Twee medewerksters komen langs om moeder rechtop in bed te zetten. Jolanda staat aan de ene kant van het bed en haar collega aan de andere kant. De dekens worden teruggeslagen en het onderlaken rechtgetrokken. Jolanda zegt tegen haar collega: ‘Op z’n Australisch’. Vier handen grijpen elkaar trefzeker onder de benen van moeder door en met veel getrek komt ze overeind. Ze huilt als ik wegga. ‘Nu komt er het hele weekeinde niemand meer.’

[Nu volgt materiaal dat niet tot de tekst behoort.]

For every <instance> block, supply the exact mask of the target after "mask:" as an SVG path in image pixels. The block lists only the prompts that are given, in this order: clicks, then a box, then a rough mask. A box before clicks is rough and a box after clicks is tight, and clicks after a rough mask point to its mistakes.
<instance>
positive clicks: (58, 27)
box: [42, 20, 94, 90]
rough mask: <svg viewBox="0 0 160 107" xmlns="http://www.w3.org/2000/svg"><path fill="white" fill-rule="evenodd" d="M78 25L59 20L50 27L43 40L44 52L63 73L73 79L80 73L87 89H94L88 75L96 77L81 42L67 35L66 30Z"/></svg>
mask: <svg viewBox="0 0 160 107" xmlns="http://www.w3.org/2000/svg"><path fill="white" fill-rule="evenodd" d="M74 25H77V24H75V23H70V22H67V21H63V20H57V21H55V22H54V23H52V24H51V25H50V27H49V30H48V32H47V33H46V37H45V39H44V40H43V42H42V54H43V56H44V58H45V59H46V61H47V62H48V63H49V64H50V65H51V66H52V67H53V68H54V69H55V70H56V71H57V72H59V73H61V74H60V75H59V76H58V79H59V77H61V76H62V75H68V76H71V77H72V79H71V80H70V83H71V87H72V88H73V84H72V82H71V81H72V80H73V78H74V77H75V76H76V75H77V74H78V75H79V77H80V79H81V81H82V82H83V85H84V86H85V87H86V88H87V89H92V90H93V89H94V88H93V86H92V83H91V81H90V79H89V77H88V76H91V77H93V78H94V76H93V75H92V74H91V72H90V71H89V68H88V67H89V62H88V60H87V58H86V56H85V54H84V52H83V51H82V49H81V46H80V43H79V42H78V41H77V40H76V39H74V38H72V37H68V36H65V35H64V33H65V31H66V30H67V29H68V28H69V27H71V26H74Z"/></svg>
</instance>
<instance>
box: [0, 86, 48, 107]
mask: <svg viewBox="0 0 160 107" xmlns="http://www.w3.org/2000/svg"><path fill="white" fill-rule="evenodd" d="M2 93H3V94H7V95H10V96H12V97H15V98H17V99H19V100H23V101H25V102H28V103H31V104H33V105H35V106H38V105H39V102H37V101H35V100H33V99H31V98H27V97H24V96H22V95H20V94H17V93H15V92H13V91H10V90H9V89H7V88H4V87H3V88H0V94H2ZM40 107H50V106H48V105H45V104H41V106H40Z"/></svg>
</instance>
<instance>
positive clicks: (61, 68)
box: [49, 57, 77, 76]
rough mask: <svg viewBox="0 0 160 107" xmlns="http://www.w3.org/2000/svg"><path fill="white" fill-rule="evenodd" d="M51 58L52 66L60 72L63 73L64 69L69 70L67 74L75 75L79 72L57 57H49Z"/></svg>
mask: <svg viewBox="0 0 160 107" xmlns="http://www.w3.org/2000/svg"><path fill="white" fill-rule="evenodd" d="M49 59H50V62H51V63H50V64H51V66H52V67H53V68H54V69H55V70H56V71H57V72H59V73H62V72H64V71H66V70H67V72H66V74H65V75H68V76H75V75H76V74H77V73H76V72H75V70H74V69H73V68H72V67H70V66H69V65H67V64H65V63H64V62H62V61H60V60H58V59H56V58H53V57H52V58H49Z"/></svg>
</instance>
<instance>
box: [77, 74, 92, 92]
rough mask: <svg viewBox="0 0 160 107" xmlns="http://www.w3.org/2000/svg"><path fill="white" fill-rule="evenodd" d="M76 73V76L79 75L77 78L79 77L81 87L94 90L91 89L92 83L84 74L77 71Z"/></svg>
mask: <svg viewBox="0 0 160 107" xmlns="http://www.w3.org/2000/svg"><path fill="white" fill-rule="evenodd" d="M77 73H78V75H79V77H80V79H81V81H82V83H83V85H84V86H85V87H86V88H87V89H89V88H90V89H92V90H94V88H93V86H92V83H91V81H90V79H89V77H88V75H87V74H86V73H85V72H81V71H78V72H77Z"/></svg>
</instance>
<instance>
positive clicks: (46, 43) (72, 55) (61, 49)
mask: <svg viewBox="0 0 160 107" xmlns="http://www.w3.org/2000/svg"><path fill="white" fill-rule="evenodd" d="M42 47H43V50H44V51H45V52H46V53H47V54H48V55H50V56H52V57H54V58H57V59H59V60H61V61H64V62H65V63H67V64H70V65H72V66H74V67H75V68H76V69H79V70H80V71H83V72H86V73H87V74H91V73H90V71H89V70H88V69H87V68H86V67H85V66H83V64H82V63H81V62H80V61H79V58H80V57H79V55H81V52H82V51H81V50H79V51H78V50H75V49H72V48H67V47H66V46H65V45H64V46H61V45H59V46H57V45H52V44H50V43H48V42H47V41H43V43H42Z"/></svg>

Op de terugweg kom ik terecht in de wielerronde van Midden Brabant. Een zoevend peloton dat in de bocht de neus snuit in de berm. Daarachter ploegleiders die in hun volgauto staan te schreeuwen, met hun bovenlichaam door het dak heen. Ik ga op een bankje zitten tot het voorbij is, naast een man uit Dongen. Hij vertelt dat hij veertig jaar in dienst geweest bij de gemeente. Zand strooien als het glad was. 's Ochtends vóór zevenen moest je dan al vier kerken gedaan hebben, voor het kerkvolk. Ondertussen vielen de ijspegels uit de bomen in je bloes. En gewoon met de hand strooien natuurlijk; het werkte nog niet met elektriek of plestiek. Altijd kapotte handen. Dat verpleeghuis, ja dat is een mooi gebouw, daar heeft ie ook nog gestrooid voor al die oude mensen en de auto's die daar af en aan rijden.
Als ik thuiskom staat de kilometerteller op honderdnegenendertig. Mijn zoontje zegt dat zijn nieuwe fiets, een mooie rode mountainbike, vanmiddag bij de schouwburg is gejat. Eerst denk ik nog dat hij liegt. Hij weet me te overtuigen door het kapot geknipte kabelslot te laten zien. Hij heeft het er maar moeilijk mee. Morgen gaat hij aangifte doen. Maar de nieuwe fiets is al beloofd.